Aoyama H, Sato K, Fujii T, Fujimaki K, Inoue M, Mitsuhashi S
Episome Institute, Seta-gun, Japan.
Antimicrob Agents Chemother. 1988 Jan;32(1):104-9. doi: 10.1128/AAC.32.1.104.
DNA gyrase is a bacterial enzyme which catalyzes the ATP-dependent negative supercoiling of DNA. It is the accepted target of quinolones. The enzyme from Citrobacter freundii IID976 was purified by affinity chromatography on novobiocin-Sepharose and heparin-Sepharose. It had two subunits, designated A and B, which closely resembled those of the enzyme from Escherichia coli and Micrococcus luteus in enzymatic requirements. The inhibitory effects of the quinolones on the supercoiling activities of the enzyme correlated with their antibacterial activities. New quinolones were better inhibitors of DNA gyrase than nalidixic acid and pipemidic acid. We also purified DNA gyrase from a spontaneous nalidixic acid-resistant mutant (M2-5). The gyrases from IID976 and M2-5 were defined as mixtures of subunits As+Bs (s, susceptible) and Ar+Br (r, resistant), respectively. The supercoiling activities of reconstituted Ar+Br and Ar+Bs were more resistant to quinolones than As+Bs and As+Br. These findings indicate that one mechanism of C. freundii resistance against quinolones is resistance modification of the A subunit protein.

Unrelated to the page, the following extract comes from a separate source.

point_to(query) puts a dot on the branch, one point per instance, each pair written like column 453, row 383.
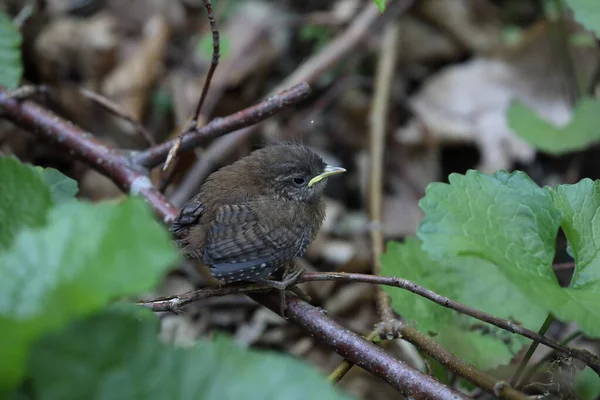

DNA促旋酶是一种细菌酶,可催化依赖ATP的DNA负超螺旋。它是喹诺酮类药物公认的作用靶点。通过在新生霉素-琼脂糖凝胶和肝素-琼脂糖凝胶上进行亲和层析,纯化了来自弗氏柠檬酸杆菌IID976的这种酶。它有两个亚基,分别命名为A和B,在酶促需求方面与来自大肠杆菌和藤黄微球菌的酶的亚基非常相似。喹诺酮类药物对该酶超螺旋活性的抑制作用与其抗菌活性相关。新型喹诺酮类药物比萘啶酸和吡哌酸是更好的DNA促旋酶抑制剂。我们还从自发耐萘啶酸突变体(M2-5)中纯化了DNA促旋酶。来自IID976和M2-5的促旋酶分别被定义为亚基As+Bs(s,敏感)和Ar+Br(r,耐药)的混合物。重组的Ar+Br和Ar+Bs的超螺旋活性比As+Bs和As+Br对喹诺酮类药物更具抗性。这些发现表明弗氏柠檬酸杆菌对喹诺酮类药物耐药的一种机制是A亚基蛋白的耐药性修饰。